The landscape of 5G communication introduces heightened risks from malicious attacks, posing significant threats to network security and availability. The unique characteristics of 5G networks, while enabling advanced communication, present challenges in distinguishing between legitimate and malicious traffic, making it more difficult to detect anonymous traffic. Current methodologies for intrusion detection within 5G communication exhibit limitations in accuracy, efficiency, and adaptability to evolving network conditions. In this study, we explore the application of an adaptive optimized machine learning-based framework to improve intrusion detection system (IDS) performance in wireless network access scenarios.
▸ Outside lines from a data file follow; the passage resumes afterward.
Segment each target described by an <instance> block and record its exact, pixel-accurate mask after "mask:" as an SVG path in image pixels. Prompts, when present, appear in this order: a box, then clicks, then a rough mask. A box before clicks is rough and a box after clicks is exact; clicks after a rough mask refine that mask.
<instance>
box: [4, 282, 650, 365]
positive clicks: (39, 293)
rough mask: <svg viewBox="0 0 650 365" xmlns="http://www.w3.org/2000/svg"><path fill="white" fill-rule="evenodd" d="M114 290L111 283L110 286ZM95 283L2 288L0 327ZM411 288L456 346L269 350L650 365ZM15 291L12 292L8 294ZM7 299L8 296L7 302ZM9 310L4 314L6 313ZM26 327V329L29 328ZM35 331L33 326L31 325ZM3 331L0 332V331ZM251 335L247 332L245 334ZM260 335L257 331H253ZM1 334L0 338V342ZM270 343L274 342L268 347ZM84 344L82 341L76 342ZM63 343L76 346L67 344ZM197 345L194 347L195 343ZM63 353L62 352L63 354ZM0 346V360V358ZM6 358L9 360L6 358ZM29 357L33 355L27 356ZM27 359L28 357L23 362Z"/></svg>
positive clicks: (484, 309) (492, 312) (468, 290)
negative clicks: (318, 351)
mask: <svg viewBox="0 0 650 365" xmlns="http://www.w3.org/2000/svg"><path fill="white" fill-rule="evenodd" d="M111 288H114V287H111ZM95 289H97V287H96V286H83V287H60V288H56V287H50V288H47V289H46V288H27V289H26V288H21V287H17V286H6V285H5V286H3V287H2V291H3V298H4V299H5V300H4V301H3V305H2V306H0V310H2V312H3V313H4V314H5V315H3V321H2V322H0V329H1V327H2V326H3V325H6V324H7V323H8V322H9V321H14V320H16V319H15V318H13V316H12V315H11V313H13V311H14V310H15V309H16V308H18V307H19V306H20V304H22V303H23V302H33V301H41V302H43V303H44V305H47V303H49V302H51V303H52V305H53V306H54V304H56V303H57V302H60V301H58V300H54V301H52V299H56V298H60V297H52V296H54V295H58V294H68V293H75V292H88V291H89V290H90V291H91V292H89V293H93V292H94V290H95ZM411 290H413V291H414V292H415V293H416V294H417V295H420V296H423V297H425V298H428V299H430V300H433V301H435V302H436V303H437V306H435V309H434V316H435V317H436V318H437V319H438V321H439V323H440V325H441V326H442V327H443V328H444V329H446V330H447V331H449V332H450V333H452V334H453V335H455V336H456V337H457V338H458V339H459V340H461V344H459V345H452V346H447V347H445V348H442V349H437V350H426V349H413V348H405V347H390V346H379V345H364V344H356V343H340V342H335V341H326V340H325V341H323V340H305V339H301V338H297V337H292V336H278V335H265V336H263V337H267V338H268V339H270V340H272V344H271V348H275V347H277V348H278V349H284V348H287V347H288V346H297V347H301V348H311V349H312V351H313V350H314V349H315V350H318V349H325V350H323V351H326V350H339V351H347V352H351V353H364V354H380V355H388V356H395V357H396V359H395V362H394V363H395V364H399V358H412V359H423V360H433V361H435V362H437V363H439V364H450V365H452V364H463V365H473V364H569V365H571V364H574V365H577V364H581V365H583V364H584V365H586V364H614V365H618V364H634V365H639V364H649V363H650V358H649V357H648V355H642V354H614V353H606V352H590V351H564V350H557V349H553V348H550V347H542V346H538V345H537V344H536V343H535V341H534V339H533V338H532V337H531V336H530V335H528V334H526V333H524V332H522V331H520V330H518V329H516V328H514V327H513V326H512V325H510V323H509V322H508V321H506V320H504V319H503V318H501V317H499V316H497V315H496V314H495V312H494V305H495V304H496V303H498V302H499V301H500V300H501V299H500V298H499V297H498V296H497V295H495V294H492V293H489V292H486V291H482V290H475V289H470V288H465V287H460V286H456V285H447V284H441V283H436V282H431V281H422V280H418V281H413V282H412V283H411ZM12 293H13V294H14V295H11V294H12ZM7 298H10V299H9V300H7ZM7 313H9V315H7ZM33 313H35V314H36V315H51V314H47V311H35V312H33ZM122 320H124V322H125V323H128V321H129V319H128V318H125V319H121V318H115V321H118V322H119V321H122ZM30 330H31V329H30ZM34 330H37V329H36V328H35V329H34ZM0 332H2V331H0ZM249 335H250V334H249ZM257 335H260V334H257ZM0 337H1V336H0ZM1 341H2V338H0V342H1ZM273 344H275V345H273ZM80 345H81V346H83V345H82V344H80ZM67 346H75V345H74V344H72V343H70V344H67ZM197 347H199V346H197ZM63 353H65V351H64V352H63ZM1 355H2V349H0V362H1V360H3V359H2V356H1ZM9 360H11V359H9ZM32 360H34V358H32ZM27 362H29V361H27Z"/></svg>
The framework used involves developing a lightweight model based on a convolutional neural network with 11 layers, referred to as CSO-2D-CNN, which demonstrates fast learning rates and excellent generalization capabilities. Additionally, an optimized attention-based XGBoost classifier is utilized to improve model performance by combining the benefits of parallel gradient boosting and attention mechanisms. By focusing on the most relevant features, this attention mechanism makes the model suitable for complex and high-dimensional traffic patterns typical of 5G communication. As in previous approaches, it eliminates the need to manually select features such as entropy, payload size, and opcode sequences. Furthermore, the metaheuristic Cat Swarm Optimization (CSO) algorithm is employed to fine-tune the hyperparameters of both the CSO-2D-CNN and the attention-based XGBoost classifier. Extensive experiments conducted on a recent dataset of network traffic demonstrate that the system can adapt to both binary and multiclass classification tasks for high-dimensional and imbalanced data. The results show a low false-positive rate and a high level of accuracy, with a maximum of 99.97% for multilabel attack detection and 99.99% for binary task classification, validating the effectiveness of the proposed framework in the 5G wireless context.